Extracting the text after the initial substrings between square brackets

Question

I would like to extract the substring from the string, such as

Case 1:

text = "some_txt" # → some_txt

Case2:

text = "[info1]some_txt" #  → some_txt

Case3:

text = "[info1][info2] some_text" # → some_txt

Case4:

text = "[info1][info2] some_text_with_[___]_abc" # → some_text_with_[___]_abc

What I did was

match = re.search("^\[.+\] (.*)", text)
   if match:
   result = match.group(1)

It works okay except case 4, which gives abc only. I want to get some_text_with_[___]_abc instead.

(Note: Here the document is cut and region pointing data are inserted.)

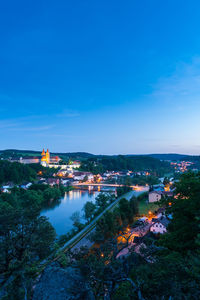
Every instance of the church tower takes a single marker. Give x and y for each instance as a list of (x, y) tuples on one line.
[(43, 156), (47, 156)]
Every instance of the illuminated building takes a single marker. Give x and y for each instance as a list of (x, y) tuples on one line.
[(47, 159)]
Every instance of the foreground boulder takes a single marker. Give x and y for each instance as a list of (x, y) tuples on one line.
[(61, 284)]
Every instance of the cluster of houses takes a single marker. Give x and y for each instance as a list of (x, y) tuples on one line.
[(183, 166)]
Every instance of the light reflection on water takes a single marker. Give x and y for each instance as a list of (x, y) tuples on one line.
[(59, 213)]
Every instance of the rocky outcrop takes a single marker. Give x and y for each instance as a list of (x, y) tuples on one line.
[(57, 283)]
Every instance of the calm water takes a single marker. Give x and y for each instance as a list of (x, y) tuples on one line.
[(59, 213)]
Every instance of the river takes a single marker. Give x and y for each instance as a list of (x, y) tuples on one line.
[(59, 212)]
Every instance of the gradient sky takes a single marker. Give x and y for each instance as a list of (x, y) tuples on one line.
[(100, 76)]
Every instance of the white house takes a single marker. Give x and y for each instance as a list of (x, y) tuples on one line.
[(160, 225), (154, 196)]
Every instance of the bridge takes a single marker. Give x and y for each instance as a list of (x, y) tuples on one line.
[(134, 187)]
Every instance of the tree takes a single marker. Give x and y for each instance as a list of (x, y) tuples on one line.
[(89, 209), (102, 200), (26, 238), (185, 208), (75, 217)]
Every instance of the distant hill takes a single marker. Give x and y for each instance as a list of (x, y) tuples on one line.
[(86, 155), (169, 156), (16, 152)]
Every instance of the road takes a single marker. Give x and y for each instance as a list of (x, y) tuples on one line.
[(82, 238)]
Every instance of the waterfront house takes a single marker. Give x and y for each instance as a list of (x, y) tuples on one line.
[(159, 225)]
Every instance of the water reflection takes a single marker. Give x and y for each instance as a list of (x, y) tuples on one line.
[(60, 211)]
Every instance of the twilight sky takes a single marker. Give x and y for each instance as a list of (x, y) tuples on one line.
[(101, 76)]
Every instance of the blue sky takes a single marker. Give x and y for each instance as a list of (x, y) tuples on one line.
[(103, 76)]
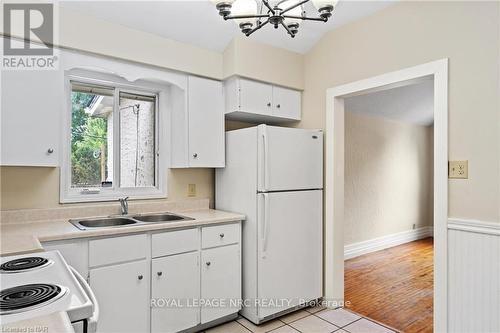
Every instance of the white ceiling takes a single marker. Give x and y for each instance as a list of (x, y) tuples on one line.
[(412, 103), (198, 22)]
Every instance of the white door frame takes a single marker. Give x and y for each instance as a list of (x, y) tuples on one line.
[(334, 182)]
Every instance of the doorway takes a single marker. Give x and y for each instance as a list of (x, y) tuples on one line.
[(437, 72)]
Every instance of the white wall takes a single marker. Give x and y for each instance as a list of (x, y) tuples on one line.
[(410, 33), (388, 177)]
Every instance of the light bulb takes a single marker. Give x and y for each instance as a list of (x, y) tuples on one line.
[(325, 8), (319, 4), (223, 6)]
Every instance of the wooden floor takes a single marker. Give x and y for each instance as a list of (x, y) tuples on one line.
[(394, 286)]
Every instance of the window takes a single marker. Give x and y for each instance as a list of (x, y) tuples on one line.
[(114, 145)]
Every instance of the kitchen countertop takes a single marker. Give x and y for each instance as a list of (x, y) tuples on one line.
[(21, 238)]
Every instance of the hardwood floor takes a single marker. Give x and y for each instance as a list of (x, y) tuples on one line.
[(394, 286)]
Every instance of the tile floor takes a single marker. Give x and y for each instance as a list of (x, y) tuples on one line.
[(309, 320)]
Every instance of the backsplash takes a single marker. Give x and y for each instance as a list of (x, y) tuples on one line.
[(72, 212)]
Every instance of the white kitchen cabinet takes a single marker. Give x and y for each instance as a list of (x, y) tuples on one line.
[(31, 106), (220, 280), (286, 103), (123, 295), (198, 127), (175, 278), (128, 273), (252, 101)]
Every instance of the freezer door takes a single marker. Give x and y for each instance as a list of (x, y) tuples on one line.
[(290, 159), (289, 250)]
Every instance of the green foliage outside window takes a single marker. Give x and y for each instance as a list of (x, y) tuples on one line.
[(88, 143)]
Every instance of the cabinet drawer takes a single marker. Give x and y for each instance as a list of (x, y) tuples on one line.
[(117, 249), (174, 242), (220, 235)]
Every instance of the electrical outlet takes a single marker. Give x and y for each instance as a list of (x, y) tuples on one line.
[(458, 169), (191, 190)]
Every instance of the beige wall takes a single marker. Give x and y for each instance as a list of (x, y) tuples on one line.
[(245, 57), (388, 177), (410, 33), (34, 187), (29, 187), (402, 35)]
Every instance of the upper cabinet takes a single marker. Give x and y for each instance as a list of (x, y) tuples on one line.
[(253, 101), (198, 127), (30, 111)]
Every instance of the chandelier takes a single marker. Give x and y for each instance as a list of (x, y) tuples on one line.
[(285, 13)]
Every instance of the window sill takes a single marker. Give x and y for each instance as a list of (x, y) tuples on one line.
[(106, 197)]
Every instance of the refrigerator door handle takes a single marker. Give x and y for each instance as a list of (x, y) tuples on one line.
[(266, 161), (265, 227)]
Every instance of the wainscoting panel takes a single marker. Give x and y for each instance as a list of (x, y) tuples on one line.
[(473, 276)]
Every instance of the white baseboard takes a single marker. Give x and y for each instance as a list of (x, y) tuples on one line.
[(380, 243)]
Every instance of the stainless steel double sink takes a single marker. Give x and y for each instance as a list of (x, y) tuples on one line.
[(126, 220)]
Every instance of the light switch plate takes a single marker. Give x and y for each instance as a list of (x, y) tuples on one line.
[(458, 169), (191, 190)]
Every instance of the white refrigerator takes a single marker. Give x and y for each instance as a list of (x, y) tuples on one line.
[(274, 175)]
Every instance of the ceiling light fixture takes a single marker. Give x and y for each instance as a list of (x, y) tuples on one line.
[(287, 13)]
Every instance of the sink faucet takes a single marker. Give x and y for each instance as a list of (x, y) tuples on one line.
[(124, 205)]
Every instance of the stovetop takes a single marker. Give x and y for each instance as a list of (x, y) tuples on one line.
[(38, 285), (24, 264)]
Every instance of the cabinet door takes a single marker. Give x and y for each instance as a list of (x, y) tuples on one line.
[(175, 279), (30, 111), (256, 97), (286, 103), (123, 295), (206, 123), (220, 282)]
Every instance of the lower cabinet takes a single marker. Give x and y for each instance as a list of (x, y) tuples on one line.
[(220, 282), (167, 282), (123, 295), (175, 285)]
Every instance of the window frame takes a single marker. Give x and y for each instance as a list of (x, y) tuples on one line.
[(161, 94)]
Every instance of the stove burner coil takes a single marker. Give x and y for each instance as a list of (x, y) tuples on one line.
[(28, 297), (24, 264)]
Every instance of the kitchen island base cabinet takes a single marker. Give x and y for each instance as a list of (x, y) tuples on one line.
[(123, 294), (175, 286), (220, 282)]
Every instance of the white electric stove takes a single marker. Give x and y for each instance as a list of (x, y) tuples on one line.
[(42, 283)]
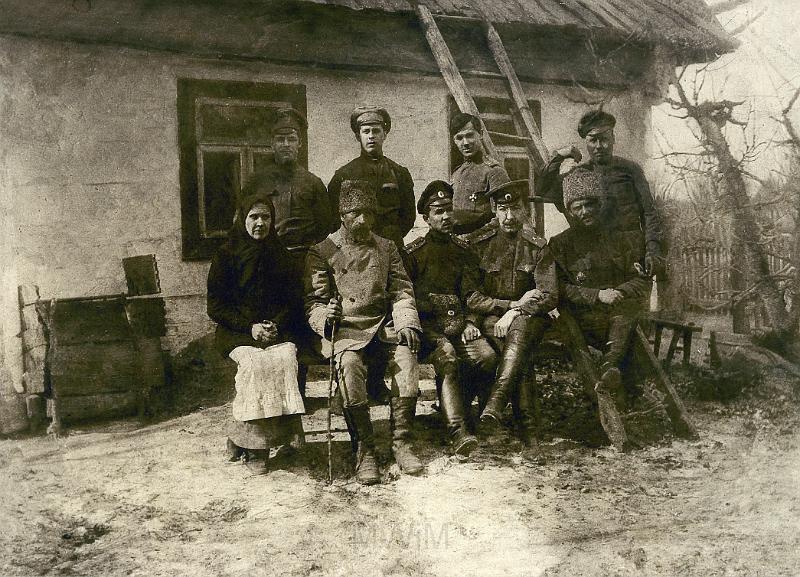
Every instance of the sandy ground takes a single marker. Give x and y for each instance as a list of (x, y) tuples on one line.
[(160, 499)]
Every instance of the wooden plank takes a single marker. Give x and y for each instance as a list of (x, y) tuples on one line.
[(74, 409), (675, 408), (86, 321), (536, 147), (610, 418), (451, 74), (141, 274), (95, 368)]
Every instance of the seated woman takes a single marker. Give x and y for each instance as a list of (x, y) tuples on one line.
[(255, 311)]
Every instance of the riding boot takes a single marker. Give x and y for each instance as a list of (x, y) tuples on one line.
[(526, 411), (361, 433), (511, 366), (402, 411), (452, 405), (233, 451)]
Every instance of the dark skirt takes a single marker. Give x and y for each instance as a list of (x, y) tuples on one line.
[(265, 433)]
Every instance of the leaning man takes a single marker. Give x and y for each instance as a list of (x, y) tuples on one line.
[(359, 296), (391, 182)]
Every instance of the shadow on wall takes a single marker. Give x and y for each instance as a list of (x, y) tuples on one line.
[(199, 377)]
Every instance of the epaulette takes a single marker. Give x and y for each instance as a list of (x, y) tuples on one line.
[(415, 244), (530, 235), (460, 242), (487, 231)]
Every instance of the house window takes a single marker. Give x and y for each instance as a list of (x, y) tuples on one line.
[(498, 116), (224, 131)]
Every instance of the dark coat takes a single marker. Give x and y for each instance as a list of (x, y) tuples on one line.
[(247, 284)]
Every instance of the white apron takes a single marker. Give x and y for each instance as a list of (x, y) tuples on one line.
[(266, 382)]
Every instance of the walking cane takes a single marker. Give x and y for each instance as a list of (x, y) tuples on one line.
[(330, 395)]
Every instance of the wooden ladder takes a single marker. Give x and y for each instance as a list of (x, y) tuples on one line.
[(538, 154), (521, 112)]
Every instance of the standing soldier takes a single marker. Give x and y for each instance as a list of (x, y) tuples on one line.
[(476, 176), (392, 183), (376, 324), (445, 273), (601, 277), (630, 203), (516, 294), (303, 213)]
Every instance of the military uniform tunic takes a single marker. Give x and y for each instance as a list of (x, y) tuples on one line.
[(394, 189), (471, 180), (508, 265), (630, 202), (304, 214)]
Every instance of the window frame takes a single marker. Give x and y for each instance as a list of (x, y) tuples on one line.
[(197, 243)]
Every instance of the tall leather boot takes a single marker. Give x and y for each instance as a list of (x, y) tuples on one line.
[(401, 416), (511, 367), (526, 411), (363, 437), (452, 404), (619, 334)]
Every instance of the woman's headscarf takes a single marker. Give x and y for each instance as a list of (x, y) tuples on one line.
[(256, 258)]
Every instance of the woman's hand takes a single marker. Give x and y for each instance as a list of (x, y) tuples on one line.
[(264, 332)]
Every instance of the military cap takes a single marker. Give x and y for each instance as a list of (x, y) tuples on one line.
[(288, 119), (437, 192), (595, 122), (370, 115), (460, 119), (581, 184), (357, 195), (510, 192)]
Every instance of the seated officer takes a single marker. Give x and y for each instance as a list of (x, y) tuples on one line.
[(601, 276), (445, 273), (516, 296), (356, 282)]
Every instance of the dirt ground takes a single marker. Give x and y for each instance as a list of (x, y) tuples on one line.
[(131, 498)]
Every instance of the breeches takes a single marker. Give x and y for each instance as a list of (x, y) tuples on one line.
[(447, 354), (395, 360)]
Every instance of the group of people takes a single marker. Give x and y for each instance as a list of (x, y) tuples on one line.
[(311, 272)]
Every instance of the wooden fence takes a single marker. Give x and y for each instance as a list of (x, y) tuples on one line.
[(700, 267)]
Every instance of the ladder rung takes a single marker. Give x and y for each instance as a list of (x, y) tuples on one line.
[(484, 74), (509, 136), (497, 116)]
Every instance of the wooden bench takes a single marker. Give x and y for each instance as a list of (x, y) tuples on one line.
[(679, 331)]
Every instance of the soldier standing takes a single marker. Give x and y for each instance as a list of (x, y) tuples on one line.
[(303, 213), (629, 202), (476, 176), (376, 324), (392, 183), (516, 294), (601, 278), (445, 273)]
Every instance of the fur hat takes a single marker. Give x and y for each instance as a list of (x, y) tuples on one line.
[(581, 184), (460, 119), (595, 122), (356, 195)]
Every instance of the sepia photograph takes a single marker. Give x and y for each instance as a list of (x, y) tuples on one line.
[(441, 288)]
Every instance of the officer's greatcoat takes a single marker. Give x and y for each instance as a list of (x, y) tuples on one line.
[(377, 295)]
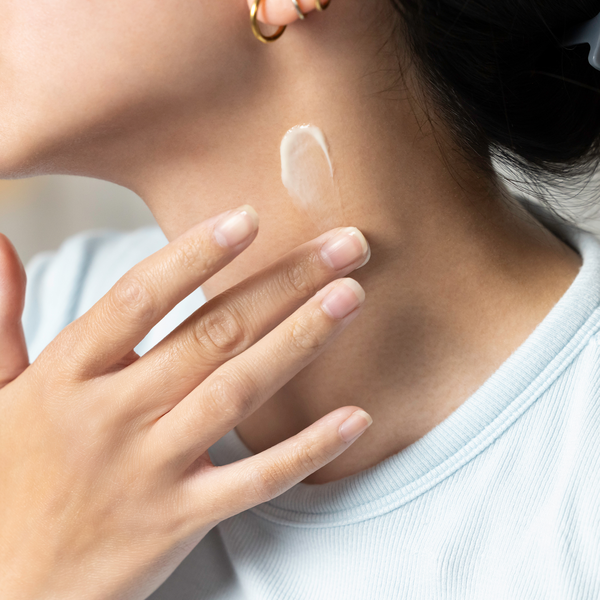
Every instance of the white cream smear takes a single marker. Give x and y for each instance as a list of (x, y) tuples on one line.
[(307, 174)]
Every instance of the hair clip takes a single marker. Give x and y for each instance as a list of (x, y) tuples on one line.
[(586, 33)]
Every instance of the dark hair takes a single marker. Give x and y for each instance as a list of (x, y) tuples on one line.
[(496, 70)]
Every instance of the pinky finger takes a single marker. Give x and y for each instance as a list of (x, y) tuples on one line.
[(264, 476)]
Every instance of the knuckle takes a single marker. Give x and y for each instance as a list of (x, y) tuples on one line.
[(304, 336), (296, 279), (185, 256), (220, 331), (228, 398), (309, 458), (267, 482), (131, 295)]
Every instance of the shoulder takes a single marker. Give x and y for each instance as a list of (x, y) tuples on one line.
[(63, 284)]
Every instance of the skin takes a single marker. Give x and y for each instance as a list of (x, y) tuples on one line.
[(180, 103)]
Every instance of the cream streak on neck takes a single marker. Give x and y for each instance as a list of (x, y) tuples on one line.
[(307, 174)]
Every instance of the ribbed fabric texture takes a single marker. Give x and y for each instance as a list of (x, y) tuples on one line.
[(499, 502)]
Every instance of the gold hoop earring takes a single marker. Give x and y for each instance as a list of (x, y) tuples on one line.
[(256, 29)]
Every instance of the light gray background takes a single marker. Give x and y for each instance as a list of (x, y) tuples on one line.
[(39, 213)]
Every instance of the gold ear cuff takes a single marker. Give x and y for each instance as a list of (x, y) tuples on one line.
[(271, 38)]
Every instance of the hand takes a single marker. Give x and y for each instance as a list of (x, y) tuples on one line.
[(106, 483)]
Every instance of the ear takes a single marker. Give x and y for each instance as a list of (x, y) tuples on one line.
[(281, 12)]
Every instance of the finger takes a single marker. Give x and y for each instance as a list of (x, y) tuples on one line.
[(233, 321), (239, 387), (110, 330), (13, 349), (243, 484)]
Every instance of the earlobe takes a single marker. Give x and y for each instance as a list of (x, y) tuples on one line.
[(281, 12)]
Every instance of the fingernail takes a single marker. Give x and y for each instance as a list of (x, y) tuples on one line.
[(236, 226), (346, 296), (354, 425), (346, 248)]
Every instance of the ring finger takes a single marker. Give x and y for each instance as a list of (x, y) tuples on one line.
[(230, 323)]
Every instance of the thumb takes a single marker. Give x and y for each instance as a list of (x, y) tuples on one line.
[(13, 350)]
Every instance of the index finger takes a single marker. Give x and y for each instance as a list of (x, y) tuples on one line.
[(147, 292)]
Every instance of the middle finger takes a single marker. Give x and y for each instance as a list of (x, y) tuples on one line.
[(231, 322)]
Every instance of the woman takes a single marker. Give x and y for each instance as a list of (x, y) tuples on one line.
[(212, 463)]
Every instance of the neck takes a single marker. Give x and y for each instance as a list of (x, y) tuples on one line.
[(458, 277)]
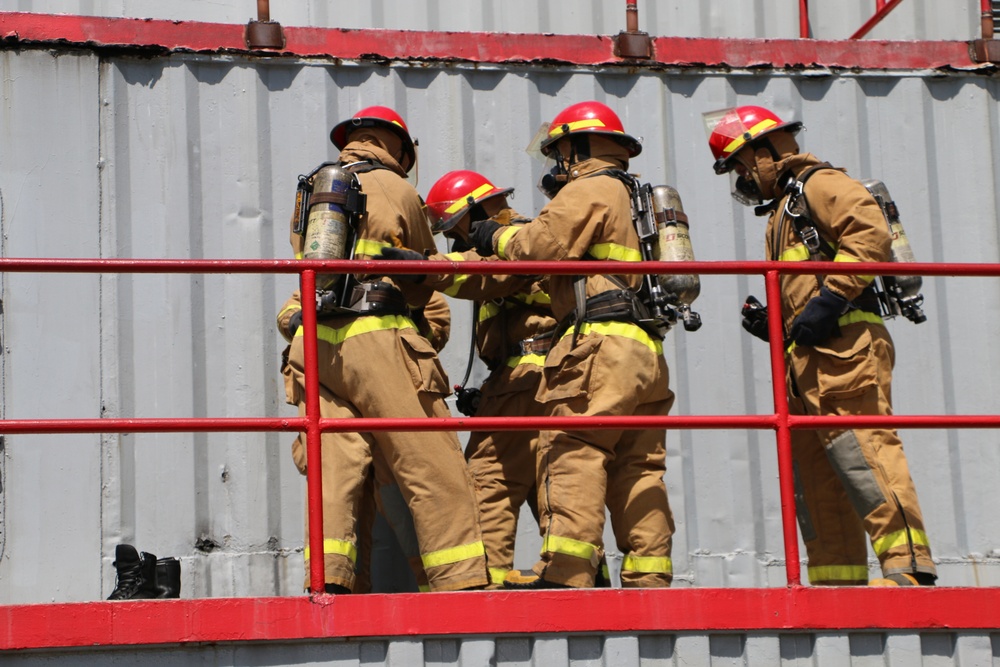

Any help will be greatly appreciated.

Answer 1

With your current code, you can use

r"^(?:\[[^][]+](?:\s*\[[^][]+])*)?\s*(.*)"

See the regex demo.

If you are not actually interested in whether there is a match or not, you may use re.sub to remove these bracketed substrings from the start of the string using

re.sub(r'^\[[^][]+](?:\s*\[[^][]+])*\s*', '', text)

See another regex demo.

Regex details

• ^ - start of string
• (?:\[[^][]+](?:\s*\[[^][]+])*)? - an optional occurrence of
  • \[[^][]+] - a [, then any one or more chars other than [ and ] as many as possible and then a ]
  • (?:\s*\[[^][]+])* - zero or more occurrences of zero or more whitespaces and then a [, then any one or more chars other than [ and ] as many as possible and then a ]
• \s* - zero or more whitespaces
• (.*) - Group 1: any zero or more chars other than line break chars, as many as possible.